Usually take one or two courses a year. Local instructors, or over in NV. Anything from pistol, carbine or “tactical” shotgun.

My AR I run a cheap-ish red dot. Worked well in other classes Ive taken with courses of fire out to 100 yds. However in the last class they had a bunch of positional shooting and in prone I couldn’t even locate the dot, and it’s low brightness didn’t help.

Variety of classes let’s me tune my gear and see what others run, what works.

Way back, took a week long pistol course at Frontsight by Vegas. It was good…but very slow paced.
 
Usually take one or two courses a year. Local instructors, or over in NV. Anything from pistol, carbine or “tactical” shotgun.

My AR I run a cheap-ish red dot. Worked well in other classes Ive taken with courses of fire out to 100 yds. However in the last class they had a bunch of positional shooting and in prone I couldn’t even locate the dot, and it’s low brightness didn’t help.
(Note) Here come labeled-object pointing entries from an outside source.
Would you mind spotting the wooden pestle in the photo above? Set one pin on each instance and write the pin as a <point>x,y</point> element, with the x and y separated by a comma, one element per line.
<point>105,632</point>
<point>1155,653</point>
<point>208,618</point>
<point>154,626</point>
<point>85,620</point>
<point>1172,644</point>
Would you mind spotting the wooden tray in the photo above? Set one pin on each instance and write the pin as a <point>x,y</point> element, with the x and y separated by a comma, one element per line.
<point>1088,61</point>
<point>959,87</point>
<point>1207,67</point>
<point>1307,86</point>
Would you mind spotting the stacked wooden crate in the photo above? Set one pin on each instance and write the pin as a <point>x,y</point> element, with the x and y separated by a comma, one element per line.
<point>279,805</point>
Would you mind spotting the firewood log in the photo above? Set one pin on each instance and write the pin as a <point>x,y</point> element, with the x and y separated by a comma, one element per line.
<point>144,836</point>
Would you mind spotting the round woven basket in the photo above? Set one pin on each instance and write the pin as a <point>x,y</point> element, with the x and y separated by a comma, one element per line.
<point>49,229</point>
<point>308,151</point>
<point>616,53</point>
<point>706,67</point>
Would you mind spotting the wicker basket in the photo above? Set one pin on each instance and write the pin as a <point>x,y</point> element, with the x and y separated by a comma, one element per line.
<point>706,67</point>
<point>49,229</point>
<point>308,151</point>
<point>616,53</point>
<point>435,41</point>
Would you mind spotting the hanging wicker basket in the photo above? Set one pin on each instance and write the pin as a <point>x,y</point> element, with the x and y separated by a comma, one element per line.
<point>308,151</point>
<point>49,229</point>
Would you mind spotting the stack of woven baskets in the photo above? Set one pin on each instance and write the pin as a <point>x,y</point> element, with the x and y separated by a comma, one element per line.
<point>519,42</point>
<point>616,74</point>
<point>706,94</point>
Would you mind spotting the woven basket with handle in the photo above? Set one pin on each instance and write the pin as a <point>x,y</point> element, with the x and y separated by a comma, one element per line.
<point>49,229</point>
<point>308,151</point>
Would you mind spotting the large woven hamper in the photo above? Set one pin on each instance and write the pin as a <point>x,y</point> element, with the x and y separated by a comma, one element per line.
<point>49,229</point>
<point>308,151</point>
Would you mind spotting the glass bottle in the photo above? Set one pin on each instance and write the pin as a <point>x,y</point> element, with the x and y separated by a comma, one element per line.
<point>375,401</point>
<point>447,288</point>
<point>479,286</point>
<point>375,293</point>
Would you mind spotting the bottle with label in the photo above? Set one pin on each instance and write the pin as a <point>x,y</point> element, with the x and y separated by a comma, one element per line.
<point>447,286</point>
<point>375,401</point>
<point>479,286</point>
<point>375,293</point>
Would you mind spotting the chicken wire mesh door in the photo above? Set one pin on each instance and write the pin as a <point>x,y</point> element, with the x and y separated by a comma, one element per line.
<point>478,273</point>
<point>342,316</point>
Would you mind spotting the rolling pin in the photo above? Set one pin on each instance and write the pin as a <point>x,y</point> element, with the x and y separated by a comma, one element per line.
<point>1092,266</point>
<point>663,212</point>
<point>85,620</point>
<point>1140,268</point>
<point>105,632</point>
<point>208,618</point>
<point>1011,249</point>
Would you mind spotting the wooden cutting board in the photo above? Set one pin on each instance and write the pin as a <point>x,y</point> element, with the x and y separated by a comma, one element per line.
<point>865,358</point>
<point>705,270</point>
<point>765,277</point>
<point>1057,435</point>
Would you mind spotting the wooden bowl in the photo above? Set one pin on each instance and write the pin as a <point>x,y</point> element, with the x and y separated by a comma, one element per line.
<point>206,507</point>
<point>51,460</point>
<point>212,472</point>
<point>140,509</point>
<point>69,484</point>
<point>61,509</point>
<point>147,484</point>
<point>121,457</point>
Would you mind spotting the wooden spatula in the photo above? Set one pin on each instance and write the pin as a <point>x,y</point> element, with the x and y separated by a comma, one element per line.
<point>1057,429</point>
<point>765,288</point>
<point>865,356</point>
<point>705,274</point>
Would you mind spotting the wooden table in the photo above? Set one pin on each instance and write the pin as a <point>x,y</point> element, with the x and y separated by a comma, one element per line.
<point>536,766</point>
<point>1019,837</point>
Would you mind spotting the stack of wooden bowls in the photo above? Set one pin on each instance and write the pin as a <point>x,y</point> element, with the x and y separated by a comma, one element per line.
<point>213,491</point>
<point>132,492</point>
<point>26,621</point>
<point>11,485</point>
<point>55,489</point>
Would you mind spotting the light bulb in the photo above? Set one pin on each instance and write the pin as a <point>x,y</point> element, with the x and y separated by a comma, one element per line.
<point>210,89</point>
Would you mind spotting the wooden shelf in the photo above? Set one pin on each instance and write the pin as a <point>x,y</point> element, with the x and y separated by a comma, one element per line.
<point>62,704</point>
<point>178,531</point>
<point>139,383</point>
Variety of classes let’s me tune my gear and see what others run, what works.

Way back, took a week long pistol course at Frontsight by Vegas. It was good…but very slow paced.
Yeah, I'm not training for a high level insertion type op, but to understand the basics and to get some varing POV's. I had a FS membership I got for $100 and took 28 classes on it before they went tits up. I had accounts in the area, so I'd plan my business trips to end in Pahrump and then I'd get paid for the travel. Learned a bunch there, but it was obviously a cattle herd process. I took a precision rifle class where we had 42 participants, and they had to split out the less capable to a remedial class, but that still left us with like 28 and it slowed the fuck out of the class. After ammo and powder and primer shortages, the class sizes got much smaller and I finally got my DG with like 12 in the class.
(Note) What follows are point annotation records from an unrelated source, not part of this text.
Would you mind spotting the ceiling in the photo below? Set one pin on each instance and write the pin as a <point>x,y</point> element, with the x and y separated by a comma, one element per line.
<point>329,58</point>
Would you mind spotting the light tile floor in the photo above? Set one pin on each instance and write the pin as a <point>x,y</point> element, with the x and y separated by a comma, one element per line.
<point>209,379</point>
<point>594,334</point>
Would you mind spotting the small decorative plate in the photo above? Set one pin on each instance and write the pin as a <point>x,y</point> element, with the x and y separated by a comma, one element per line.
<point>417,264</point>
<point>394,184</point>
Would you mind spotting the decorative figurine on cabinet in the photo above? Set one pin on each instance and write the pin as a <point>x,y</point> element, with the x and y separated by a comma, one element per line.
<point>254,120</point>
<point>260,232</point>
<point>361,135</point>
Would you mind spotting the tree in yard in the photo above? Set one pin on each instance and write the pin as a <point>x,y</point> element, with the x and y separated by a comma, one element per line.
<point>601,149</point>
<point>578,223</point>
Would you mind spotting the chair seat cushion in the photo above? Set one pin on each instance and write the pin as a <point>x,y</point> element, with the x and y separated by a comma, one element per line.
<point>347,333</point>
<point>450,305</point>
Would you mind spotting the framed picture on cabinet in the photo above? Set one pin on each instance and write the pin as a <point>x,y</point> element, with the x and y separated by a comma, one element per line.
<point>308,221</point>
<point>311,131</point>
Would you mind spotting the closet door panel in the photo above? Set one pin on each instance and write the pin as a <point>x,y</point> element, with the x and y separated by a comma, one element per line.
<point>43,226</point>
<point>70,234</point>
This is a target on a windy as fuck day. 100,200, 300, 500/550, 600/650, 700/750

20-11-22 FS PR1 Target.jpg
 
the ammo availability, pricing , and being the retarded state of CA has slowed my pace of practice a lot. Would love to do a long range rifle class but would need to spend some time finishing a 6.5 Creed and/or developing an AR .223 load.
 
I had a lot of specialized military training in the USN that doesn’t translate well to civilian use besides home defense, and even that is flawed.
The NRA high power clinics and 3 gun matches are as close to pro training as I get in the real world.
 
20 years of annual LEO training with 7+ years of that requiring quarterly qualification with mini 14 and 38 revolver. It was professional training but hardly what you all have discussed so far. We did have a pretty solid week of training to transition to glocks a few years ago, it was fun and intense when taken seriously. Sadly most just want to be done and do the bare minimum to get qualified.
 
But seriously, I saw you last summer and between now and then you've packed a few on:lmao:
 
But seriously, I saw you last summer and between now and then you've packed a few on:lmao:
I was holding 220 for years, but during the scamdemic, I was home for two years and added 25...happy it wasn't 50. I was 245 or so when we met up at Botach, musta' been the clothes.:laughing: Just bought a Peloton, so going to go back to 220, hopefully 210.